Klaster Hajatan di Banyuwangi, 10 Nakes Ikut Tertular dan Positif COVID-19

Ardian Fanani - detikNews
Rabu, 23 Jun 2021 13:15 WIB
Klaster hajatan di Desa Wringinpitu Kecamatan Tegaldlimo, Banyuwangi membuat nakes setempat ikut terpapar. Itu setelah ada salah satu dokter terpapar COVID-19. Tercatat 8 orang juga menyusul positif COVID-19
Swab antigen warga Banyuwangi (Foto: Ardian Fanani/detikcom)
Banyuwangi -

Klaster hajatan di Desa Wringinpitu Kecamatan Tegaldlimo, Banyuwangi membuat nakes setempat ikut terpapar. Itu setelah ada salah satu dokter terpapar COVID-19. Tercatat 8 orang juga menyusul positif COVID-19.

Tak hanya itu, seorang nakes di Kecamatan Licin terpaksa dibawa ke RSUD Blambangan Banyuwangi untuk perawatan intensif. Hingga kini, ada 10 nakes positif COVID-19. Para nakes sebenarnya sudah mendapat vaksinasi tahap pertama dan kedua.

8 Orang tambahan nakes yang terpapar COVID-19 berasal dari Puskesmas Kedungwungu, Kecamatan Tegaldlimo.

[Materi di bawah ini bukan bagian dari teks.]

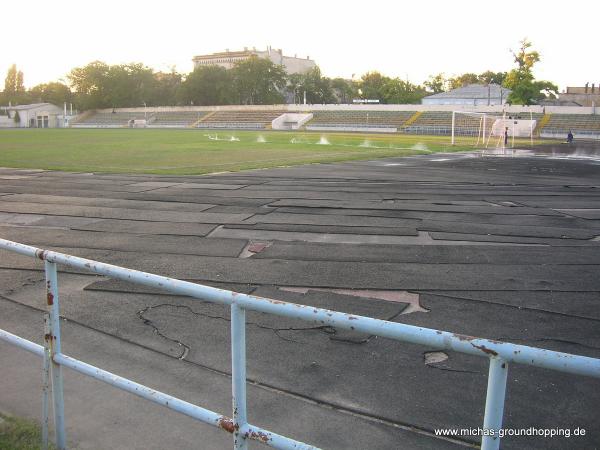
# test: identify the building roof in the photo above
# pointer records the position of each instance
(227, 54)
(30, 106)
(474, 91)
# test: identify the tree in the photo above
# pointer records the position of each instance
(343, 90)
(207, 85)
(371, 86)
(525, 89)
(14, 90)
(56, 93)
(463, 80)
(258, 81)
(436, 83)
(10, 82)
(318, 89)
(90, 85)
(166, 86)
(129, 85)
(489, 77)
(399, 91)
(98, 85)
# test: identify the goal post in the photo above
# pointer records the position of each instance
(472, 127)
(478, 128)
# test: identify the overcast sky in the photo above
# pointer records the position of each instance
(411, 40)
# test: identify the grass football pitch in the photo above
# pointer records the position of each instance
(160, 151)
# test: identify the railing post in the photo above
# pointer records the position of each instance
(238, 374)
(53, 341)
(45, 382)
(494, 404)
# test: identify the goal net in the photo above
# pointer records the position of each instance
(485, 130)
(472, 128)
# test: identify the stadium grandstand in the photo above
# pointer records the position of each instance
(359, 119)
(424, 120)
(245, 119)
(582, 126)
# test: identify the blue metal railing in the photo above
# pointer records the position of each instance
(499, 353)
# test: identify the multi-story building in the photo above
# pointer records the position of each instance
(227, 59)
(584, 96)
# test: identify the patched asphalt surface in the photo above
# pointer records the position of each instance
(504, 247)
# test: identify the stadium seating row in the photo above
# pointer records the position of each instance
(426, 122)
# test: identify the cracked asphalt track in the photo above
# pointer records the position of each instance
(503, 248)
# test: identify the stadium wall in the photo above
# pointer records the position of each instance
(309, 108)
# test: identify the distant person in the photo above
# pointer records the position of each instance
(570, 137)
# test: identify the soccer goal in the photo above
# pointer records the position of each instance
(491, 130)
(474, 128)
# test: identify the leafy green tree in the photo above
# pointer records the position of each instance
(90, 85)
(436, 83)
(463, 80)
(207, 85)
(371, 86)
(129, 85)
(56, 93)
(344, 90)
(14, 90)
(489, 77)
(98, 85)
(258, 81)
(525, 89)
(166, 86)
(399, 91)
(318, 88)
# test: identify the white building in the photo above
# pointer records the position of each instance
(472, 94)
(36, 115)
(227, 59)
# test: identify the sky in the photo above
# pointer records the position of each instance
(410, 40)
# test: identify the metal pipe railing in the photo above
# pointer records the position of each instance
(499, 353)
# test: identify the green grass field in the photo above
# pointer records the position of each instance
(198, 152)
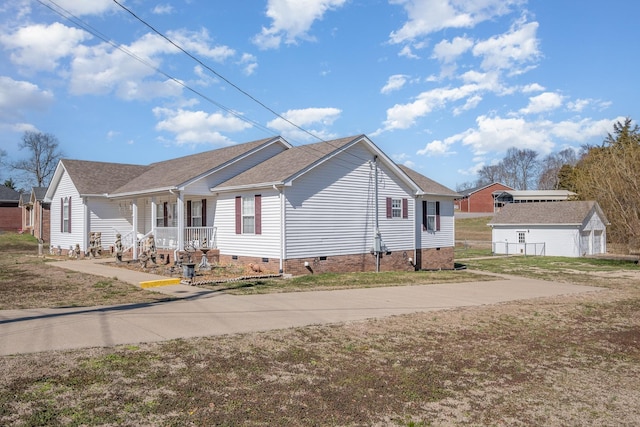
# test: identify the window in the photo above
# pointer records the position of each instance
(249, 214)
(195, 213)
(397, 208)
(431, 216)
(65, 215)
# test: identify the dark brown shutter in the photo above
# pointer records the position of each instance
(238, 215)
(258, 213)
(165, 214)
(424, 215)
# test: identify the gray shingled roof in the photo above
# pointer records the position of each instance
(428, 185)
(287, 164)
(8, 194)
(174, 172)
(565, 212)
(100, 177)
(470, 191)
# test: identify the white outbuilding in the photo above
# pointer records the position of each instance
(570, 228)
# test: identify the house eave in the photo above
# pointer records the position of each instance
(148, 192)
(246, 187)
(539, 224)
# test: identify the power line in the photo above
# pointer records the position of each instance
(79, 22)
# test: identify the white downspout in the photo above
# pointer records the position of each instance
(180, 223)
(87, 225)
(154, 214)
(134, 219)
(282, 230)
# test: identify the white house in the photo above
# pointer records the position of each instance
(569, 228)
(339, 205)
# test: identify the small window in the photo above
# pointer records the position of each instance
(431, 216)
(396, 208)
(248, 215)
(65, 215)
(196, 213)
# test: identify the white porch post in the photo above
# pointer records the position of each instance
(87, 224)
(134, 206)
(180, 222)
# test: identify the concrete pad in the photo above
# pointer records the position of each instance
(212, 313)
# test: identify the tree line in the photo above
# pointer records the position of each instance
(38, 167)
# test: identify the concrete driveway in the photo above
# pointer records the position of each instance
(210, 313)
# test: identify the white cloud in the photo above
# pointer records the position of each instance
(292, 20)
(447, 51)
(403, 159)
(533, 87)
(163, 9)
(93, 7)
(403, 116)
(17, 96)
(429, 16)
(395, 82)
(41, 47)
(497, 134)
(198, 127)
(516, 47)
(249, 62)
(407, 52)
(546, 101)
(435, 148)
(307, 118)
(102, 69)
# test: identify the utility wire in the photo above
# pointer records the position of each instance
(79, 22)
(230, 83)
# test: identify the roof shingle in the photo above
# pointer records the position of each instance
(565, 212)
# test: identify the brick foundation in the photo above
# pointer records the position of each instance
(435, 259)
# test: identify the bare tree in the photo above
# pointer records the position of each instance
(489, 174)
(610, 174)
(44, 155)
(550, 166)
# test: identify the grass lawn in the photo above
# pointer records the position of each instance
(567, 360)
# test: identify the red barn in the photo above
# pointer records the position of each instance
(479, 199)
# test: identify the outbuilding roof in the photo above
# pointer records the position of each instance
(427, 185)
(547, 213)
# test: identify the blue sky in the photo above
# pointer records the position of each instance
(443, 86)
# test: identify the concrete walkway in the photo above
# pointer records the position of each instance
(206, 313)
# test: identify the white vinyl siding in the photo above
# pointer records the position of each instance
(570, 240)
(442, 238)
(65, 240)
(330, 209)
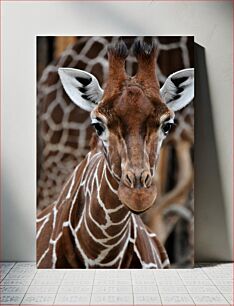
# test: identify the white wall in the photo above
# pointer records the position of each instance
(210, 23)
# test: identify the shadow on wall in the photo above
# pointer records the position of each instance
(18, 235)
(211, 233)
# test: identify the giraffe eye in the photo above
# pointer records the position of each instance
(99, 128)
(166, 127)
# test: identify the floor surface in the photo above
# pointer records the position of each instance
(206, 284)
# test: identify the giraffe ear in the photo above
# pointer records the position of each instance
(178, 90)
(82, 87)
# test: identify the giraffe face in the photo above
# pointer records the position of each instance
(132, 127)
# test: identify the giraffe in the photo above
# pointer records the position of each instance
(94, 222)
(63, 129)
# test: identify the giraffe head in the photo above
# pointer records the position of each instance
(132, 116)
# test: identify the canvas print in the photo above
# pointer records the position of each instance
(115, 152)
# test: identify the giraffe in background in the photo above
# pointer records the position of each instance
(64, 130)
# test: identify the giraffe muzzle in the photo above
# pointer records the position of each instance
(137, 199)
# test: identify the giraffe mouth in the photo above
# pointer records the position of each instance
(137, 200)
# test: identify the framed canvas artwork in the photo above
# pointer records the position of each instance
(115, 152)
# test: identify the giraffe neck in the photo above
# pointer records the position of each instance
(103, 229)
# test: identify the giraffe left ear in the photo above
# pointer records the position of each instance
(82, 87)
(178, 90)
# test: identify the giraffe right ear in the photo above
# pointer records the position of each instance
(82, 87)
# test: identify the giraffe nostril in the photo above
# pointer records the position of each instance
(146, 179)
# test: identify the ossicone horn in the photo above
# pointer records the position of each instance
(146, 55)
(117, 55)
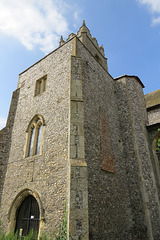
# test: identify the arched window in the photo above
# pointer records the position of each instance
(34, 136)
(27, 217)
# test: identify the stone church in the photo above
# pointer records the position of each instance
(79, 138)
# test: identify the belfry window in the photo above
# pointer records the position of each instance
(40, 85)
(34, 136)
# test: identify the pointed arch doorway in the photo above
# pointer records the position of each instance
(27, 217)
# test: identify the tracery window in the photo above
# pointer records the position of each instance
(40, 85)
(34, 136)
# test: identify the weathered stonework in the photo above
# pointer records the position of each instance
(98, 147)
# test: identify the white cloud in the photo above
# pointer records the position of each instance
(34, 23)
(2, 122)
(154, 7)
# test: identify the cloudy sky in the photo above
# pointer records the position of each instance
(128, 29)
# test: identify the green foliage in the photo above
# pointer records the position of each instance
(62, 235)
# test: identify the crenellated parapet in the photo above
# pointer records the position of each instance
(90, 43)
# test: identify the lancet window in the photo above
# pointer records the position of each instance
(34, 136)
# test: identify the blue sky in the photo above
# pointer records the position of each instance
(128, 29)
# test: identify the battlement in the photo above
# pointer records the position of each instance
(90, 43)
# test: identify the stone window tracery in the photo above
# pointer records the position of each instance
(40, 85)
(34, 136)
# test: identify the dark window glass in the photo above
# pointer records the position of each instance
(31, 144)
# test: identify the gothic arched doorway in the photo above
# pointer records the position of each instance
(27, 217)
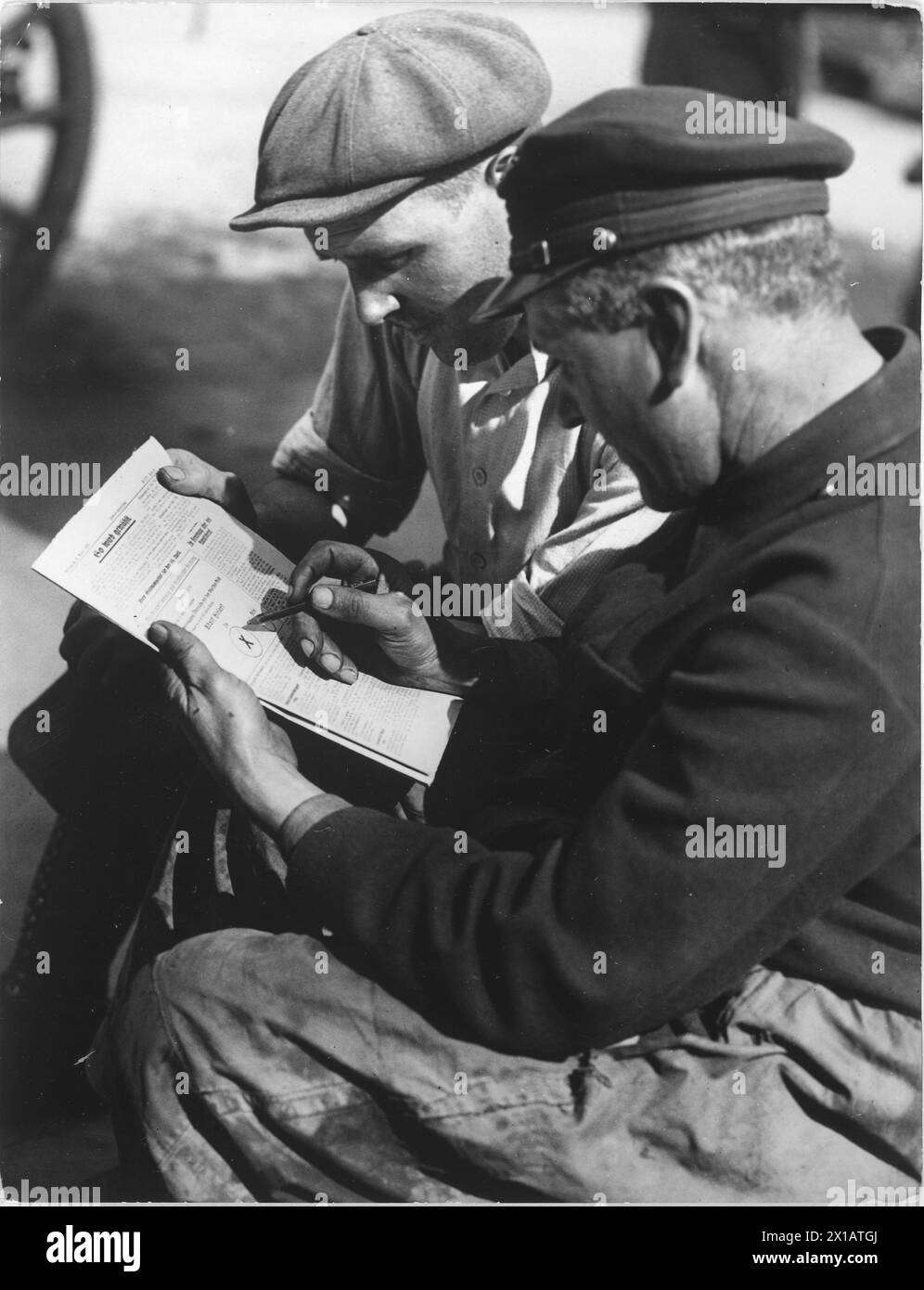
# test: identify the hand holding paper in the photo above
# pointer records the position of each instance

Selanjutnya, seorang perawat dari Puskesmas Licin.

"Bulan Juni ini ada 10 nakes yang tertular COVID-19. 9 Dari Tegaldlimo satu di Licin," ujar Kepala Dinas Kesehatan Banyuwangi dr Widji Lestariono kepada wartawan, Rabu (23/6/2021).

Untuk kondisi 9 nakes, Rio mengatakan melakukan isolasi mandiri. Sedangkan satu orang nakes asal Puskesmas Licin harus menjalani perawatan karena mengalami gejala.

"Yang positif tetap melakukan isolasi. Yang sedang atau berat isolasi di RS, sedangkan yang OTG atau ringan isolasi mandiri. Untuk Puskesmas tetap pelayanan berjalan seperti biasa karena sudah didesinfeksi,"kata Rio.

Ke 10 nakes tersebut, kata pria yang akrab disapa Rio ini, seluruhnya sudah memperoleh vaksinasi. Baik dosis pertama maupun dosis kedua dari Dinas Kesehatan Banyuwangi. Namun, kembali lagi menurutnya pencegahan penularan virus corona harus dilakukan dengan dua cara. Yang pertama adalah penerapan protokol kesehatan. Baru kemudian vaksinasi.

"Jadi harus dijalankan dua-duanya. Tidak bisa satu-satu. Prokes dan vaksin. 9 Orang nakes yang tertular semuanya dari Kecamatan Tegaldlimo," terang Alumni Unair itu.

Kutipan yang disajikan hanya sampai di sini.